Virtual Try-On Effect Scorer (虚拟试穿效果打分)
Evaluate the quality of AI-generated virtual try-on results by comparing source person,
target garment, and the generated output. Produce structured per-dimension scores with
brief explanations, then aggregate into a weighted total score.
Input Recognition
Users may provide images in two ways. Correctly identifying which format you're dealing
with is critical — getting this wrong invalidates the entire evaluation.

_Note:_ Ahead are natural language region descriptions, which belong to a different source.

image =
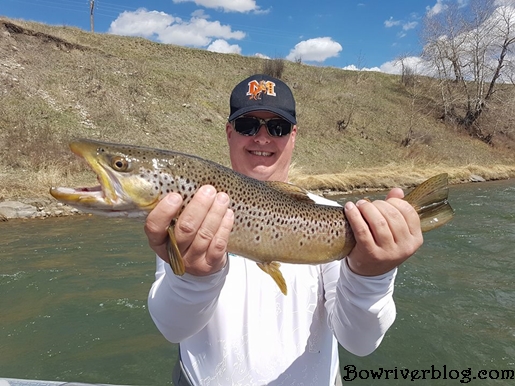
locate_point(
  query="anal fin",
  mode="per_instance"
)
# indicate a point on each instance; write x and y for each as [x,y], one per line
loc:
[273,270]
[174,255]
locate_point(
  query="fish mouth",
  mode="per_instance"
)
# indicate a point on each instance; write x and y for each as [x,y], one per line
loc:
[105,196]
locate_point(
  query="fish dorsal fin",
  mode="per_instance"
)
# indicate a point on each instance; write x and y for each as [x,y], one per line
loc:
[291,190]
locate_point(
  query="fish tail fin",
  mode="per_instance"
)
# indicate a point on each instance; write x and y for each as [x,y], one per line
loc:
[273,270]
[430,201]
[174,255]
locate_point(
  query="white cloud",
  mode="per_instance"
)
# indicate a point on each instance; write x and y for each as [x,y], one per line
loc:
[437,8]
[391,23]
[409,25]
[221,46]
[196,32]
[315,50]
[226,5]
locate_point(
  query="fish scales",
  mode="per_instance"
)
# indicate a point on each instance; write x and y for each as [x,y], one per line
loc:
[274,221]
[266,220]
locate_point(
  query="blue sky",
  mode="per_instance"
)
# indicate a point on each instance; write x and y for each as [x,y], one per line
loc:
[338,33]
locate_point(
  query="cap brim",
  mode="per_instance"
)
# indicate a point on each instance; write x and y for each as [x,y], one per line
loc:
[290,118]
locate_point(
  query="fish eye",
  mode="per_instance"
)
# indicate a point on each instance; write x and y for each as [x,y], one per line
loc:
[120,164]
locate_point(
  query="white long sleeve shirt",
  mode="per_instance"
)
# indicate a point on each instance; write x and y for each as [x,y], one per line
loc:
[235,327]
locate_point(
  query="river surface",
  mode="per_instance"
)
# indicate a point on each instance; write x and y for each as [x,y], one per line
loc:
[73,302]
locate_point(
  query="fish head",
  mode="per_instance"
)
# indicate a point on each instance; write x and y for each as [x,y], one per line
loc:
[123,190]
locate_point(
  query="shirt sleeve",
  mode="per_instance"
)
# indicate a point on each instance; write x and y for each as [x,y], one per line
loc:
[181,306]
[360,308]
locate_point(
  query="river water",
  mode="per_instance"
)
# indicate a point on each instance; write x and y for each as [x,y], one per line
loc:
[73,302]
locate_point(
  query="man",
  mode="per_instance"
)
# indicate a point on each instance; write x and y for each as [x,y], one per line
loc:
[233,324]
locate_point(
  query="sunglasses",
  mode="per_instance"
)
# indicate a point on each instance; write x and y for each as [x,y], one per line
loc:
[249,126]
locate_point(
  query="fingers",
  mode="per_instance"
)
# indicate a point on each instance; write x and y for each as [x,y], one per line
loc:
[202,231]
[158,221]
[386,233]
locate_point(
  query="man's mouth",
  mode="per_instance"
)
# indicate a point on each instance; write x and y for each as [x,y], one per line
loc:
[261,153]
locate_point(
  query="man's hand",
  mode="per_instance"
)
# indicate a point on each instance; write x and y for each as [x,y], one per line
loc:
[202,230]
[387,233]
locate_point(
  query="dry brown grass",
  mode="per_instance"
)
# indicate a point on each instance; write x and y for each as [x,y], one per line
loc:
[58,83]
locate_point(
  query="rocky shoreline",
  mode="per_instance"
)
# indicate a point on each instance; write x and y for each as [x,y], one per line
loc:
[34,208]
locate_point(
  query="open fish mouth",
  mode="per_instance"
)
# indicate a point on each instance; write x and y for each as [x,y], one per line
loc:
[104,196]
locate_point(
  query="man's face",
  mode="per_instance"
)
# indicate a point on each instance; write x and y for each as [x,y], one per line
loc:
[262,156]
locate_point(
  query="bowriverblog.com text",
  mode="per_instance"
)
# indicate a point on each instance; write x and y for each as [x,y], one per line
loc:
[351,373]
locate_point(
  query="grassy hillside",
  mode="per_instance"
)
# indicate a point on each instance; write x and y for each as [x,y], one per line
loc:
[58,83]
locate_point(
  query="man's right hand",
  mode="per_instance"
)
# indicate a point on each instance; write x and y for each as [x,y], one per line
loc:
[202,230]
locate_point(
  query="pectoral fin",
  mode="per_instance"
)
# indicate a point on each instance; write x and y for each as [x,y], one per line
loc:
[174,255]
[273,270]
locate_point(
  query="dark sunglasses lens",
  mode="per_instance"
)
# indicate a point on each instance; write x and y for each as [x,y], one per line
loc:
[278,127]
[246,126]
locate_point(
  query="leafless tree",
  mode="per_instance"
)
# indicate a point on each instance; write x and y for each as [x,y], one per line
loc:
[468,48]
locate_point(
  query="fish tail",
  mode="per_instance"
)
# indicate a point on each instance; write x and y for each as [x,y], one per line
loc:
[273,270]
[430,201]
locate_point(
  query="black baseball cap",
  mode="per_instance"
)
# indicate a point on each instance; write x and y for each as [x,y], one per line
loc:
[263,93]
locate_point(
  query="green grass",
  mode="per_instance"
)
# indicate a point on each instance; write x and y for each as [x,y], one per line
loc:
[59,83]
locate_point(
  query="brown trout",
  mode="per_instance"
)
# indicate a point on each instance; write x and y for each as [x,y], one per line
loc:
[274,221]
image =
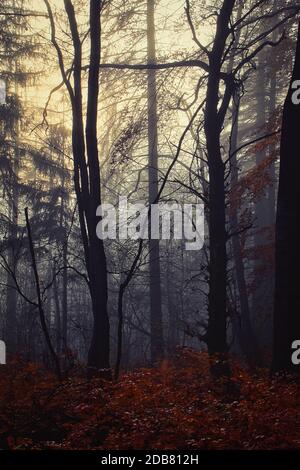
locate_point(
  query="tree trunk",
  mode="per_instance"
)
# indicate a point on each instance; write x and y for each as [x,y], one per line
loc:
[287,252]
[214,119]
[157,346]
[247,338]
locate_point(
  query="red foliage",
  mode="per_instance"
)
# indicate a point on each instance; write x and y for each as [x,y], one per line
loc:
[176,406]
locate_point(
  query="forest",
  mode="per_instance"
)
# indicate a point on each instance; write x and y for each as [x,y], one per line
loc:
[149,205]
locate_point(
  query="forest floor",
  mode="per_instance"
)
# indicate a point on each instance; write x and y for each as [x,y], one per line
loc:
[175,406]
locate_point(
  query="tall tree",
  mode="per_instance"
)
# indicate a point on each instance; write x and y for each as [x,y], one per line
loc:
[154,255]
[87,179]
[287,252]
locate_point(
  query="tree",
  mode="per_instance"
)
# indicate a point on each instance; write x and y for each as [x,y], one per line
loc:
[287,253]
[154,252]
[87,179]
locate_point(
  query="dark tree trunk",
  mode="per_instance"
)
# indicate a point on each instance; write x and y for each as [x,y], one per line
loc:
[87,179]
[214,119]
[157,346]
[287,251]
[244,328]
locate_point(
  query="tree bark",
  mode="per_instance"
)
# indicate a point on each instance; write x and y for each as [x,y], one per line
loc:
[214,119]
[157,346]
[287,252]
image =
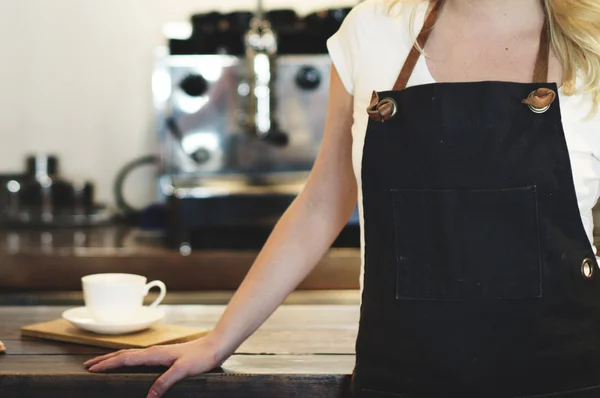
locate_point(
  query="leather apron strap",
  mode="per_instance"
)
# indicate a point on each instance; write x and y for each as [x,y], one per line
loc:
[540,74]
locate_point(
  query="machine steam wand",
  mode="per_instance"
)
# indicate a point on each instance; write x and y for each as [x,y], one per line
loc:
[261,56]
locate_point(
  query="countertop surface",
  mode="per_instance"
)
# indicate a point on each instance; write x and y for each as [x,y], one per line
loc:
[302,350]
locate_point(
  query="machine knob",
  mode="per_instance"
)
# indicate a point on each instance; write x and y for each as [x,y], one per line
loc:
[194,85]
[308,78]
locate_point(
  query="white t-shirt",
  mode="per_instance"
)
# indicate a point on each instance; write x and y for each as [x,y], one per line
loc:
[368,52]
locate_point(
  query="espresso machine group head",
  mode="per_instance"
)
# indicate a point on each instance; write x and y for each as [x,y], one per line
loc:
[241,107]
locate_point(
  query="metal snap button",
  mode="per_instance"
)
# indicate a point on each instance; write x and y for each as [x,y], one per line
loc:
[587,268]
[382,110]
[539,100]
[387,108]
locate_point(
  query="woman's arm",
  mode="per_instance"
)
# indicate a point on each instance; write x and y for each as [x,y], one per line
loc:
[301,237]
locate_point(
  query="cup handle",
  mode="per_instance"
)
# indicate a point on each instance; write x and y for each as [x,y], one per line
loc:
[161,296]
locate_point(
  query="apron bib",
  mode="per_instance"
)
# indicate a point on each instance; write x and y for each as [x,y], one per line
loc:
[479,281]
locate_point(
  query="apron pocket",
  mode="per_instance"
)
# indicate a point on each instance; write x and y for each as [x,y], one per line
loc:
[455,245]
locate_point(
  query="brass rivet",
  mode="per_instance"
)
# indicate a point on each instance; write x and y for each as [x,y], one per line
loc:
[587,268]
[533,108]
[388,102]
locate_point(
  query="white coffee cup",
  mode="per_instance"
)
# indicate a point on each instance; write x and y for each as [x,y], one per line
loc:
[118,298]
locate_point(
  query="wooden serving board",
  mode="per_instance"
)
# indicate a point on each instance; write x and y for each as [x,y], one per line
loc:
[62,330]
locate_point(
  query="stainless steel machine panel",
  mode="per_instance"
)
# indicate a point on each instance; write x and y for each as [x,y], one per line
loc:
[207,107]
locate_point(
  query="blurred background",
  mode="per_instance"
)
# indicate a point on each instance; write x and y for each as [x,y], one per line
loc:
[161,138]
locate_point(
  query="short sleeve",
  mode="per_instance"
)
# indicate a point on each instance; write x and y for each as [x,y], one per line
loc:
[344,46]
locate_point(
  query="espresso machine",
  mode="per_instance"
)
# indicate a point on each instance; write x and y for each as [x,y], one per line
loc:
[241,107]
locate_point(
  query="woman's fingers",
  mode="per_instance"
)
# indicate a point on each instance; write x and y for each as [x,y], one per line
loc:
[167,380]
[149,357]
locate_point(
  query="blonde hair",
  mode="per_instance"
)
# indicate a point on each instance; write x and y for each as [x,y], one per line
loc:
[575,38]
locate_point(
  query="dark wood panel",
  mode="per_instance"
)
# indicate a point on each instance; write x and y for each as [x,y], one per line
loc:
[32,265]
[212,297]
[262,342]
[305,317]
[207,386]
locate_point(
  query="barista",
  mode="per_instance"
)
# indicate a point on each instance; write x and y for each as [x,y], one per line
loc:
[476,168]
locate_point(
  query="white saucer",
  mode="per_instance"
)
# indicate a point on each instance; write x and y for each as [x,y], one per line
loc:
[82,318]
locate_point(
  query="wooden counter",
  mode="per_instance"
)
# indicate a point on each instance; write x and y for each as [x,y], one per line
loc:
[56,259]
[303,351]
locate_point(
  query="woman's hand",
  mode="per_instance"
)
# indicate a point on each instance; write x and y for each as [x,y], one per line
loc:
[183,360]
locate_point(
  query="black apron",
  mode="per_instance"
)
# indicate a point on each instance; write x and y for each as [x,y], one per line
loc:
[479,278]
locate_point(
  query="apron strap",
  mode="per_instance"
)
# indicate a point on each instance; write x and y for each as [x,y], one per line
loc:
[540,74]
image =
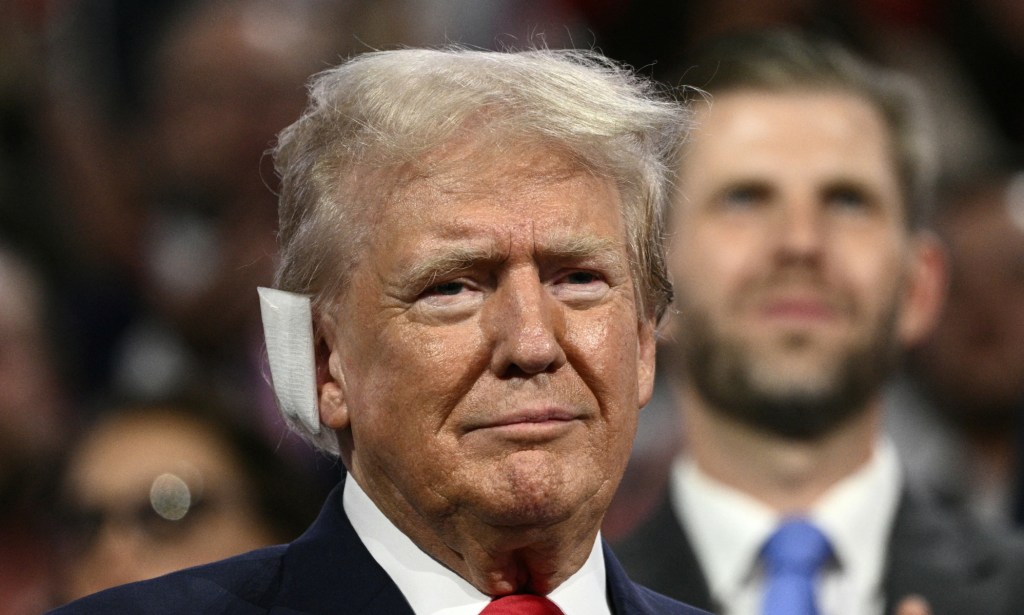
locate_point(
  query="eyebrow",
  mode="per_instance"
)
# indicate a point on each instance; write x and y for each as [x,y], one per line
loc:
[602,253]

Format A: Three Separate Images
The user uploads three distinct images:
- 1. Source Person Image — the original photo of the person before try-on
- Target Garment Image — the reference clothing item to be tried on
- Try-On Result Image — the AI-generated output showing the person wearing the target garment
When three images are provided, ask the user to clarify which is which if it's not
obvious from context or filenames. Common naming patterns: "person/model/source",
"cloth/garment/target", "result/output/generated".
Format B: Single Concatenated Image
The user uploads one image that contains all three photos stitched together (side by side,
or in a grid layout). In this case:
- 1. Identify the panel layout (horizontal strip, vertical strip, 2×2 grid, etc.)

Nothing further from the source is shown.